In therapeutic circles, it was for a long time commonplace to treat anxiety or unhappiness about the body as a symptom of something else (a response to an unhappy event, perhaps, or generalised anxiety or depression expressing itself in the body). While mental, emotional and physical well-being (or lack of) are intimately connected, there is a danger in being too quick to overlook the meaning of body anxiety, or simply the meaning of the body, in pursuit of the ‘real issue’ which we might assume lies somewhere else. We need to pay close attention to what it means for a client when he or she feels his or her body isn’t right, good enough, attractive, acceptable or trustworthy.

In her compelling book 'Bodies', the psychotherapist Susie Orbach makes two bold assertions which have helped me to pay attention to the bodies as well as the minds of my clients.[1] First, that our bodies are ‘made’ by our cultures and our experiences of those cultures in the same way that our minds are shaped by our experiences. That is, bodies are not ever or anywhere something ‘natural’, apart from or prior to social meaning. How we are handled, fed and clothed from birth according to the norms of our families and societies will ‘shape’ our experience of our bodies before we are conscious of shaping our bodies ourselves. Our bodies, Orbach writes, ‘belong to a specific time and place’ (p.134).

Her second contention is that in our time and across a vast number of places, bodies are being shaped in particular ways (by global commerce, visual culture, technological and medical innovation). The consequence for bodies in our time, she argues, is that expectations throughout the world about how they should look and behave are becoming narrower. While we are led to believe that all things related to the body (its health, its shape, its adornment) are our individual choice and responsibility, commercial and other pressures mean that we have less freedom than ever to feel at one with our own bodies.

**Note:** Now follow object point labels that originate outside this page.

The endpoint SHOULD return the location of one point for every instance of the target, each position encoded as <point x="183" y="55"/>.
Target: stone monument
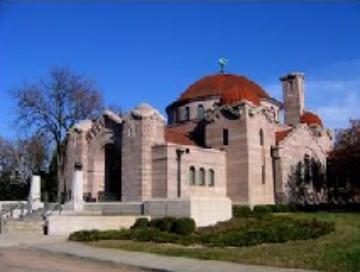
<point x="35" y="194"/>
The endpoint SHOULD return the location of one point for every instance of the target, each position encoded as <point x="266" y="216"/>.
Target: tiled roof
<point x="236" y="94"/>
<point x="310" y="118"/>
<point x="179" y="135"/>
<point x="215" y="85"/>
<point x="281" y="134"/>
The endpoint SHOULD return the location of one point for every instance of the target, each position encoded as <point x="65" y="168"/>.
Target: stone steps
<point x="35" y="226"/>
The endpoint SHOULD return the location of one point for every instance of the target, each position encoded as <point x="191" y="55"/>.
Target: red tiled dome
<point x="236" y="94"/>
<point x="217" y="84"/>
<point x="310" y="118"/>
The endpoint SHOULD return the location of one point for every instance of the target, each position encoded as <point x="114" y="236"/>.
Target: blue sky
<point x="151" y="52"/>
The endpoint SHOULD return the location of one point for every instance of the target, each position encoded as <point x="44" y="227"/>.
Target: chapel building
<point x="223" y="138"/>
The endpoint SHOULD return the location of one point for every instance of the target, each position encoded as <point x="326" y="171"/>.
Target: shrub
<point x="85" y="235"/>
<point x="262" y="209"/>
<point x="268" y="230"/>
<point x="122" y="234"/>
<point x="163" y="224"/>
<point x="141" y="223"/>
<point x="241" y="211"/>
<point x="184" y="226"/>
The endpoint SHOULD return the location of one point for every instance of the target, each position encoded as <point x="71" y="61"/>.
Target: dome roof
<point x="236" y="94"/>
<point x="215" y="85"/>
<point x="310" y="118"/>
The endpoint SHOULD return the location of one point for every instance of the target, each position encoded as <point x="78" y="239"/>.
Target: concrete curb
<point x="148" y="261"/>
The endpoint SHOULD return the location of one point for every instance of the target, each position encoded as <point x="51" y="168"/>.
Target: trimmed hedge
<point x="184" y="226"/>
<point x="163" y="224"/>
<point x="282" y="208"/>
<point x="242" y="211"/>
<point x="141" y="223"/>
<point x="236" y="232"/>
<point x="268" y="230"/>
<point x="262" y="210"/>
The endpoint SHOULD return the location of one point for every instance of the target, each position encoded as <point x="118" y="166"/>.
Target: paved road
<point x="59" y="245"/>
<point x="28" y="260"/>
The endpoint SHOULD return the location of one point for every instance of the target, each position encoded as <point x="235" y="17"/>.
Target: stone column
<point x="35" y="193"/>
<point x="77" y="188"/>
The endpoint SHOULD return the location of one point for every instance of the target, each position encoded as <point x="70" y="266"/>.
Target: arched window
<point x="187" y="113"/>
<point x="211" y="177"/>
<point x="225" y="136"/>
<point x="202" y="176"/>
<point x="201" y="112"/>
<point x="261" y="136"/>
<point x="192" y="175"/>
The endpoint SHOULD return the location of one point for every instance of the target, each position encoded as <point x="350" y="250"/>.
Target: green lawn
<point x="338" y="251"/>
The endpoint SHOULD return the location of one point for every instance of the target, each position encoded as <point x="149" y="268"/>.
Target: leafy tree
<point x="52" y="105"/>
<point x="344" y="161"/>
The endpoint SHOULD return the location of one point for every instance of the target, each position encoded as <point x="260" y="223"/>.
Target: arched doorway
<point x="112" y="175"/>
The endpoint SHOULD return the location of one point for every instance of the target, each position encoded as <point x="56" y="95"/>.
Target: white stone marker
<point x="77" y="189"/>
<point x="35" y="193"/>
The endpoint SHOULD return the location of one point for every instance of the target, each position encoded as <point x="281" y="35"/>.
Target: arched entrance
<point x="112" y="177"/>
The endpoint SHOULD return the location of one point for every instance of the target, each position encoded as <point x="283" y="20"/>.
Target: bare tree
<point x="18" y="160"/>
<point x="54" y="104"/>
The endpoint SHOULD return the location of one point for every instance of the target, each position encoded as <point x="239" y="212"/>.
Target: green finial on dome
<point x="222" y="62"/>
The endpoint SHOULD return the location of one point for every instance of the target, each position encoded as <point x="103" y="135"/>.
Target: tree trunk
<point x="60" y="186"/>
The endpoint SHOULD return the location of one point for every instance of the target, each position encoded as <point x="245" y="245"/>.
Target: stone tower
<point x="293" y="93"/>
<point x="143" y="128"/>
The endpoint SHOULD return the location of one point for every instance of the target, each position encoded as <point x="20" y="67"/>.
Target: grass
<point x="338" y="251"/>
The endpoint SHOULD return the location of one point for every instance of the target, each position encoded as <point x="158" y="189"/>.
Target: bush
<point x="184" y="226"/>
<point x="262" y="209"/>
<point x="85" y="235"/>
<point x="282" y="208"/>
<point x="268" y="230"/>
<point x="163" y="224"/>
<point x="241" y="211"/>
<point x="141" y="223"/>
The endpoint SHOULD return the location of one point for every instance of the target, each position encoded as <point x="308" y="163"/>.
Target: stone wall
<point x="143" y="128"/>
<point x="165" y="166"/>
<point x="261" y="181"/>
<point x="292" y="150"/>
<point x="66" y="224"/>
<point x="237" y="151"/>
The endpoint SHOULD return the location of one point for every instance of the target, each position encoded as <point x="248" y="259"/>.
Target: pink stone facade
<point x="241" y="151"/>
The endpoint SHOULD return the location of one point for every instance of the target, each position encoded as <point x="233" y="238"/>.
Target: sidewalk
<point x="59" y="245"/>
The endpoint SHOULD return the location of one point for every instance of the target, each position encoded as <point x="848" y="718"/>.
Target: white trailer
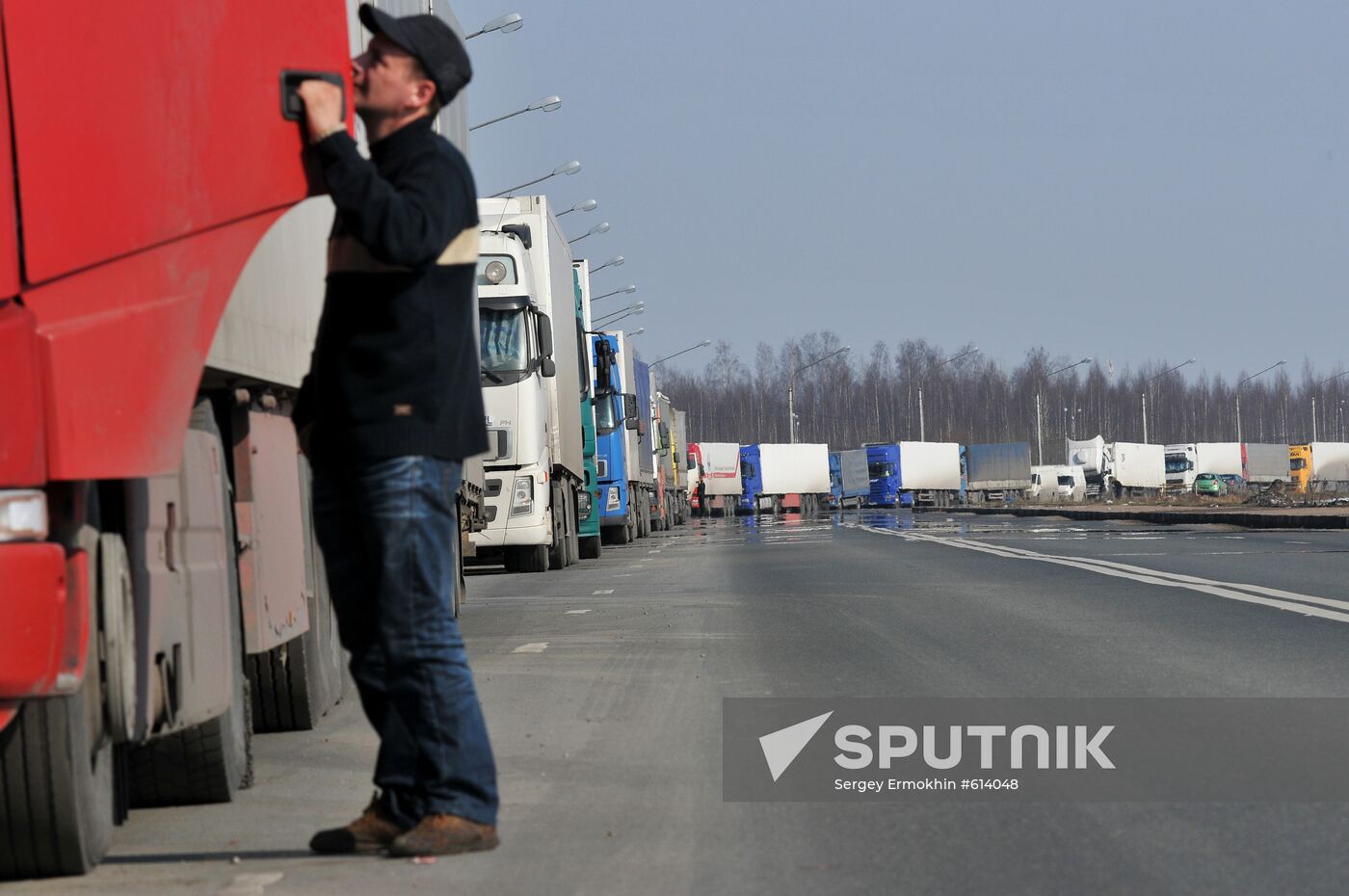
<point x="722" y="484"/>
<point x="931" y="471"/>
<point x="1133" y="467"/>
<point x="536" y="470"/>
<point x="800" y="470"/>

What might seem to be abstract ideas are borne out in the intensification of ‘body problems’ being presented in counselling rooms; these problems cut across generations, genders, classes, races and cultures. Eating disorders, which at the most extreme end are undoubtedly disturbances of the mind, have a close relationship with more ‘low level’ discomfort around eating which many people feel and which represent a dissatisfaction with the body as it is. This is fuelled in part by the two-headed monster of the diet and food industries. Such dissatisfaction is played out on the body in many other ways. Self-harm is not overtly an attempt to reshape the body through disfigurement, but to inflict pain on the body for emotional release tells us that the distress is emotional and bodily.

As counsellors, we shouldn’t simply ‘bypass’ the body to get to emotion, or regard concern with the body as ‘about’ something else, a metaphor for the ‘real’ distress. Our role is to provide as much space and acceptance for the bodies in our consulting rooms as for the people who inhabit them.       

[1] Susie Orbach, Bodies, Profile Books, 2010.